Schweitzer, who earned doctorates in philosophy, theology, and medicine before he moved to Africa, came to America only once, in 1949. When he was to arrive by train in Chicago, where he would receive an honorary doctorate of laws, a committee of dignitaries from the university stood at the depot, waiting to greet him. They knew what he looked like—the whole world knew what Schweitzer looked like—but Schweitzer had never met or seen a picture of any of the welcoming committee. When Schweitzer disembarked, the committee observed something they could not forget.

Dr. Schweitzer noticed a bent old woman carrying her bags with great difficulty. Spontaneously dropping his grip to the depot floor, the seventy-four-year-old doctor picked up her bags and carried them to a cab. After helping her into the cab, he returned to his grip and began to look for someone to chauffeur him to his speaking engagement.

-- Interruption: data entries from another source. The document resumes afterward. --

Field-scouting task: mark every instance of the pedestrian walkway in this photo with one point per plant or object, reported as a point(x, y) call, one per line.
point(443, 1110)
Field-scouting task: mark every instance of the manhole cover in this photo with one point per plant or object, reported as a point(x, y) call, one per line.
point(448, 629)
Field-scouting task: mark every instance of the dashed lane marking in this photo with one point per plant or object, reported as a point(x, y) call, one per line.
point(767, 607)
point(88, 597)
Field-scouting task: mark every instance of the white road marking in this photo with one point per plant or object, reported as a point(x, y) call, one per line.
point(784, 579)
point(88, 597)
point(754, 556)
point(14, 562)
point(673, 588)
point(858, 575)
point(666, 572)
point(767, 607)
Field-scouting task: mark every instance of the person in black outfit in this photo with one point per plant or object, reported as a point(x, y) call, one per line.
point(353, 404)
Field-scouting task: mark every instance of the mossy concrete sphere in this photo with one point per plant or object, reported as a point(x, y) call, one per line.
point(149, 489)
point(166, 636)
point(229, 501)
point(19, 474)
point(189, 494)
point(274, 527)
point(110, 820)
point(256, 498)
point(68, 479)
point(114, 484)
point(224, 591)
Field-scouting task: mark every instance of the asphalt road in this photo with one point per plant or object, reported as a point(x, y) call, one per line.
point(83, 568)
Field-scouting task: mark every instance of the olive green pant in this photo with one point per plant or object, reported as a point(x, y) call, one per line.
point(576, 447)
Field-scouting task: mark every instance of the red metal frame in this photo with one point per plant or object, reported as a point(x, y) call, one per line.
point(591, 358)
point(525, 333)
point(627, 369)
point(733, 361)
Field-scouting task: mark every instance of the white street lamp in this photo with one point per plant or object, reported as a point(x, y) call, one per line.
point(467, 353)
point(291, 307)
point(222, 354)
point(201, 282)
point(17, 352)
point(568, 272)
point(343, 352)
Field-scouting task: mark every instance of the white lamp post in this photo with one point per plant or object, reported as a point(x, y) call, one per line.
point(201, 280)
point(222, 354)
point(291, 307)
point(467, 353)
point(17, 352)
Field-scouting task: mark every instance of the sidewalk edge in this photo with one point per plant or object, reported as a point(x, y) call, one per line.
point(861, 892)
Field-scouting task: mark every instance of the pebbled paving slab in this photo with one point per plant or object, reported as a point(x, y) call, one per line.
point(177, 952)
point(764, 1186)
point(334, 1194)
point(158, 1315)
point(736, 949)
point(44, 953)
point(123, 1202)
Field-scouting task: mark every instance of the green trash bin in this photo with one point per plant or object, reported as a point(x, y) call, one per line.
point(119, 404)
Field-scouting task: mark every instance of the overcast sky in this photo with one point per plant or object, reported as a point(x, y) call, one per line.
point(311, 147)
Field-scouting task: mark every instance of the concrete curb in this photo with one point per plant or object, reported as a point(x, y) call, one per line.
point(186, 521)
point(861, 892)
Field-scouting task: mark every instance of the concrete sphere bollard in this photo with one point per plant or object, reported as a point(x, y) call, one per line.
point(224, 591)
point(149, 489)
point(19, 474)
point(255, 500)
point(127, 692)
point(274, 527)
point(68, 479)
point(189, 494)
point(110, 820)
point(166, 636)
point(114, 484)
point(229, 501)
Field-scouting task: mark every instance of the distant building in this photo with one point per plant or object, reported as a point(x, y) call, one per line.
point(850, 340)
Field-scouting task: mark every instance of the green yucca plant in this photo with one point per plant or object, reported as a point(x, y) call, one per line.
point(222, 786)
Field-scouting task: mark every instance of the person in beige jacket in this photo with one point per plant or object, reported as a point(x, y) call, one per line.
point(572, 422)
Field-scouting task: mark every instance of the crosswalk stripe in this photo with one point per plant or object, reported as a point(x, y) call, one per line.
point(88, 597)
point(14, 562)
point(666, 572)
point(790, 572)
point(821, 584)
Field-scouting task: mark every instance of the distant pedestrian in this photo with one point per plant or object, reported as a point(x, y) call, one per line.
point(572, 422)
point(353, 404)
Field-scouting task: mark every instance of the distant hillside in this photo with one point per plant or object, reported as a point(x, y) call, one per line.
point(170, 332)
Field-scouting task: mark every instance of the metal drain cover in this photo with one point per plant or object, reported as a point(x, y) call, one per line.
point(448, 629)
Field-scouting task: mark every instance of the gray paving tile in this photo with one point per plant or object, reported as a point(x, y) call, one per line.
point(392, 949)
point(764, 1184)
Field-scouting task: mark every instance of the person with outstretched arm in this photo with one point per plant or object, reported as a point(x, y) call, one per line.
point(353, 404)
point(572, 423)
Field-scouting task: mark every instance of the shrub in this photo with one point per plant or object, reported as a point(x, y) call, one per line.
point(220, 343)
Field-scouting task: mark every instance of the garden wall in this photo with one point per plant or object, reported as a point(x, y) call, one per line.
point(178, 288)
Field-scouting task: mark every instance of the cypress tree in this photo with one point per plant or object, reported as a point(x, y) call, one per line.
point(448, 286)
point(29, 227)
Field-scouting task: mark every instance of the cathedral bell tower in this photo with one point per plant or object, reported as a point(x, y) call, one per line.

That afternoon the dean of the University of Chicago Divinity School, introducing Dr. Schweitzer, set aside Schweitzer’s massive curriculum vitae and spoke straight from the heart: “This morning Albert Schweitzer carried a feeble little old lady’s bags. As long as we live we will never again see a person in need and be able to pass on by. Ladies and gentlemen, Dr. Albert Schweitzer.”73

Schweitzer once wrote of his decision to leave his prestigious, comfortable life in Europe: “I wanted to be a doctor so that I might be able to work without having to talk. For years I had been giving of myself in words . . . but this new form of activity would consist not in preaching the religion of love, but in practicing it.”74

He meant to make his life his argument. Mission accomplished.